# How to solve a one sided limit?

Let $f(x)$ be some function (defined over the reals). How do I find the limit as $x$ approaches $a$ from either the positive or the negative side? (i.e how do I find either $\lim\limits_{x \rightarrow a^+} f(x)$ or$\lim\limits_{x \rightarrow a^- } f(x)$)

A one sided limit of $$f(x)$$ as $$x$$ approaches $$a^+$$ (a from the positive side, meaning on the interval $$[a,\infty)$$) or $$a^-$$ (a from the negative side, meaning on the interval $$(- \infty, a]$$) can be easily defined as the value which a function approaches as values of $$x$$ from the respective (positive or negative) side get progressively closer to $$a$$.

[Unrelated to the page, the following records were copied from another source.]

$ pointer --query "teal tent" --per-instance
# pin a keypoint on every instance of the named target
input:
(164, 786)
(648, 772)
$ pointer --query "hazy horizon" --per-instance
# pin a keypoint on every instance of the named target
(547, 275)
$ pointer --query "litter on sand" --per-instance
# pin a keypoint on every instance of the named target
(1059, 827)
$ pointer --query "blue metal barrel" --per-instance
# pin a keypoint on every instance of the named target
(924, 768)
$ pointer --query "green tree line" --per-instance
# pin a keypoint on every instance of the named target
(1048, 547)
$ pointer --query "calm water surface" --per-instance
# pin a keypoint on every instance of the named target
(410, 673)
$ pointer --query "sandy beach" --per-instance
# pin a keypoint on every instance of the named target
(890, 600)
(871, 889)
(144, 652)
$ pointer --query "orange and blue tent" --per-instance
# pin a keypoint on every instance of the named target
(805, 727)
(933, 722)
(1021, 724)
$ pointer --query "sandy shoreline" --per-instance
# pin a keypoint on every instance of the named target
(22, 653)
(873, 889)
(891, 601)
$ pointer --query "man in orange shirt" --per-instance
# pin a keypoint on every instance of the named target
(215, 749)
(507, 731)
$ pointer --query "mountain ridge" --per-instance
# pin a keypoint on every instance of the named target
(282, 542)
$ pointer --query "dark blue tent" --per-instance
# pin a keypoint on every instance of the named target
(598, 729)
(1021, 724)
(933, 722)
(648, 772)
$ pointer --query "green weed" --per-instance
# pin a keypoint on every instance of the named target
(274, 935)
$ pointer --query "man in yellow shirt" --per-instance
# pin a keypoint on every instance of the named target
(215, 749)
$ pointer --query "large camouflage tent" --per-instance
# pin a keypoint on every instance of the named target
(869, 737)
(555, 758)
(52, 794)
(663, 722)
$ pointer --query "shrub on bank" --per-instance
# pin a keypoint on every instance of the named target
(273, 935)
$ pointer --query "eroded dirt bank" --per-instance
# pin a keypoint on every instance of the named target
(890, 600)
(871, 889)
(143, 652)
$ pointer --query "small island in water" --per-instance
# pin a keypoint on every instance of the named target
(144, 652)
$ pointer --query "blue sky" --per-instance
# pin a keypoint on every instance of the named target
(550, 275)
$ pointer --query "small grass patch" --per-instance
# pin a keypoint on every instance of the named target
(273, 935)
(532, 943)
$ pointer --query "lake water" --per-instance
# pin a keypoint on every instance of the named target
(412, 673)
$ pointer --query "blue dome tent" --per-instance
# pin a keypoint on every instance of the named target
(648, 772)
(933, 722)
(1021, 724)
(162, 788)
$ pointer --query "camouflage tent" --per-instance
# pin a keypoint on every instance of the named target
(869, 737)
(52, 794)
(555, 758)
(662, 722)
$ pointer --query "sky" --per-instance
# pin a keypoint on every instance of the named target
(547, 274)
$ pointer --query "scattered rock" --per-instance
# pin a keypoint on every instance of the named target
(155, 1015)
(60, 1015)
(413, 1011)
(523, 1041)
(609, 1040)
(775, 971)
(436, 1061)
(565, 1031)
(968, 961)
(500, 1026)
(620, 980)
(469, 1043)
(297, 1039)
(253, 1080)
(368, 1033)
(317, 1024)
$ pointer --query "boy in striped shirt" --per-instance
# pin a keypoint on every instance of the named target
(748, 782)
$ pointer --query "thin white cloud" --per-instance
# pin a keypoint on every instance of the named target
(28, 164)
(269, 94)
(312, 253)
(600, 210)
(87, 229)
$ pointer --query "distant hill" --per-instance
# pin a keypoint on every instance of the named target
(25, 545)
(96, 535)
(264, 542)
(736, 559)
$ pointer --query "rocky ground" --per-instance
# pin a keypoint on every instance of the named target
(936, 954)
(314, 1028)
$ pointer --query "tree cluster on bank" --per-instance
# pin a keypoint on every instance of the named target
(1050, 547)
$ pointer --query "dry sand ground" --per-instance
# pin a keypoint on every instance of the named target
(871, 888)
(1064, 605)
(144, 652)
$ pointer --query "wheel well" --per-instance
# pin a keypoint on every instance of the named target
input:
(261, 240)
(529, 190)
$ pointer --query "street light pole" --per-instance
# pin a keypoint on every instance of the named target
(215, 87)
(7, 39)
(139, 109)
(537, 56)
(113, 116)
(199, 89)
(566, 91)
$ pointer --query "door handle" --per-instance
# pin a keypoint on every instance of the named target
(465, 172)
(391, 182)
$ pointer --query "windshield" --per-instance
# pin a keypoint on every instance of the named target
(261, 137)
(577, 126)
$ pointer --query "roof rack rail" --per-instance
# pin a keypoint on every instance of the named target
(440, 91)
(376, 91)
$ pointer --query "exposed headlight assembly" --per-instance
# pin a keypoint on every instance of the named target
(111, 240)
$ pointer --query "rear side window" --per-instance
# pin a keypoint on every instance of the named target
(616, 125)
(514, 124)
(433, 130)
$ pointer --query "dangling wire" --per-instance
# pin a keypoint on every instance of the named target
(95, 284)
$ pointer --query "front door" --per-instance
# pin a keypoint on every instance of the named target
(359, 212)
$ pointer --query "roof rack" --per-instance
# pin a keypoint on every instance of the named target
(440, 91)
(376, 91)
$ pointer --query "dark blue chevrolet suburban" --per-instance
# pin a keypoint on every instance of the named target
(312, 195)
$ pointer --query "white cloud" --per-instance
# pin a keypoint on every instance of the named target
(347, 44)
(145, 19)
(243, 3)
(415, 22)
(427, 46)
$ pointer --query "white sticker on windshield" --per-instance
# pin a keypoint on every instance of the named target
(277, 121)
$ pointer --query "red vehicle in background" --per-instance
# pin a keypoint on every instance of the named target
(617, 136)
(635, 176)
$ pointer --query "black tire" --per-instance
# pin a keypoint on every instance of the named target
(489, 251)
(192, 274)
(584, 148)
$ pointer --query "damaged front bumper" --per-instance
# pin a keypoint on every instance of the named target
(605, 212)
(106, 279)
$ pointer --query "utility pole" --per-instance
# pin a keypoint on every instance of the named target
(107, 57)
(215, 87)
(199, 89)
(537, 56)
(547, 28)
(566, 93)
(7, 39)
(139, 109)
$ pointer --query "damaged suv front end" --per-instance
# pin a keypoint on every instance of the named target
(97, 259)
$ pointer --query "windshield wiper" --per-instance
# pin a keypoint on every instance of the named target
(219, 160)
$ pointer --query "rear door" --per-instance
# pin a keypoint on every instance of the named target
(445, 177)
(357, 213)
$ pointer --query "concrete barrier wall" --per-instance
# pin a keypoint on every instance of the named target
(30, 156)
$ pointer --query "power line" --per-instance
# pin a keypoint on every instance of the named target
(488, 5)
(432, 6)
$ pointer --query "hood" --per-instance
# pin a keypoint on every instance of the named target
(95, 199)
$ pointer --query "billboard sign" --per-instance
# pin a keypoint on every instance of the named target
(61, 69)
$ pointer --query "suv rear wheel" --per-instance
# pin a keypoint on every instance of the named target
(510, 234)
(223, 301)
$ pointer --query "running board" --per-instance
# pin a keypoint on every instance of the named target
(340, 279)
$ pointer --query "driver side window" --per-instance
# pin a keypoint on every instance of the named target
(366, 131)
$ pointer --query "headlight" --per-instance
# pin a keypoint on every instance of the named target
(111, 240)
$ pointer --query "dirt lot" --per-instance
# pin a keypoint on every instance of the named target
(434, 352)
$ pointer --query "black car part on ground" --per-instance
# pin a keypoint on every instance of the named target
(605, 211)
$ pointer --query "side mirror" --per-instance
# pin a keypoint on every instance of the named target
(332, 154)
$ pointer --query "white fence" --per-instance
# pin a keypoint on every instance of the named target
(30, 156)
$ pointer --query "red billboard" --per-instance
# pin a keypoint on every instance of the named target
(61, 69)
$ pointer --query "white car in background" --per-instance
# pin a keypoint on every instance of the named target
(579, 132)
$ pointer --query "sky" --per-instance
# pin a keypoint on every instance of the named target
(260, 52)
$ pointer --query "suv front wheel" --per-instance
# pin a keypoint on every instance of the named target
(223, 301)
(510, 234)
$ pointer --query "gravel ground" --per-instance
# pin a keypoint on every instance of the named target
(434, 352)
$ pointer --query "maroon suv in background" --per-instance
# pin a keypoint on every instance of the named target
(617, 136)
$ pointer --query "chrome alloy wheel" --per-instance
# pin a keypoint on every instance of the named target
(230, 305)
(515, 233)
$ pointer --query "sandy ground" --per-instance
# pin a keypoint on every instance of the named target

There are several techniques one can use to find a one sided limit:

### Graphically:

To find a one sided limit graphically all that would be necessary is to visually see what the value of $$f(x)$$ is as $$x$$ gets arbitrarily close to $$a$$ from the positive side of the $$x$$-axis (for $$\lim\limits_{x \rightarrow a^+} f(x)$$) or from the negative side of the $$x$$-axis (for $$\lim\limits_{x \rightarrow a^- } f(x)$$). Take the following graph for example:

To find the limit of $$f(x)$$ as $$x \rightarrow 3^+$$, you would start at some $$x$$ greater than $$3$$, and then make that $$x$$ closer and closer to $$3$$ observing any pattern in the value of $$f(x)$$, and then looking to see what the value $$f(3)$$ would be if $$f(x)$$ continued the same pattern as you have been observing. In this case I might start at four and notice that as I get closer and closer to $$3$$, $$f(x)$$ also gets closer to $$3$$, and I might therefore conclude that $$\lim\limits_{x \rightarrow a^+} f(x)= 3 \ \ .$$

Note: that if the graph has a hole at the point you are approaching, this will not change the limit. Similarly, if the graph gets arbitrarily bigger as you approach $$a$$, the limit is $$\infty$$, or if the graph gets arbitrarily more negative the limit is $$- \infty$$.

### Algebraically

While this is not a general rule, if the function is "well behaved" (continuous), meaning it has not holes or jumps or anything like that, then simply plugging in $$a$$ will yield the limit. However, that is not a general way of finding the limit. A more general way would be to plug in values from whichever side the limit is approaching and see what value, if any $$f(x)$$ approaches.

An example of this might be $$\lim \limits_{x \rightarrow 2^-} \frac{x}{x+2}$$. While we could plug in $$2$$, because this is a "well behaved" function around $$2$$, if we plug in values closer and closer to $$2$$ from the negative side we can create a value table as follows (top is $$x$$, bottom is $$f(x)$$):

.

This shows us that the value of $$f(x)$$gets closer and closer to $$\frac{1}{2}$$ as $$x$$ gets closer to $$2$$.

Note: The same disclaimers as in the previous method apply here.

### Analytical

A more rigorous way of approaching this problem is through the delta-epsilon definition of the one sided limit, and although this is rarely the approach used in introductory calculus classes, it will be used in most proof-based calculus classes.

The definition of a one sided limit is (as taken from this question):

$$\displaystyle \lim_{x \to a^+} f(x) = L$$ if and only if For any $$\epsilon>0$$ there is a $$\delta>0$$ so that for any $$x$$, if $$0 < x-a <\delta$$ then $$|f(x)-L| < \epsilon$$.

$$\displaystyle \lim_{x \to a^-} f(x) = L$$ if and only if For any $$\epsilon>0$$ there is a $$\delta>0$$ so that for any $$x$$, if $$0 < a-x <\delta$$ then $$|f(x)-L| < \epsilon$$.

Using this you can prove that a certain $$L$$ is the limit.

Intuitively, this definition simply says that no matter how close you get to $$L$$, there is always a range of $$x$$ values which contain $$a$$ and which, when plugged in to $$f(x)$$ will be equally as close. In essence, no matter how close $$f(x)$$ gets to $$L$$, you can still "approach" it by making $$x$$ closer and closer to $$a$$ (from whichever side the limit dictates).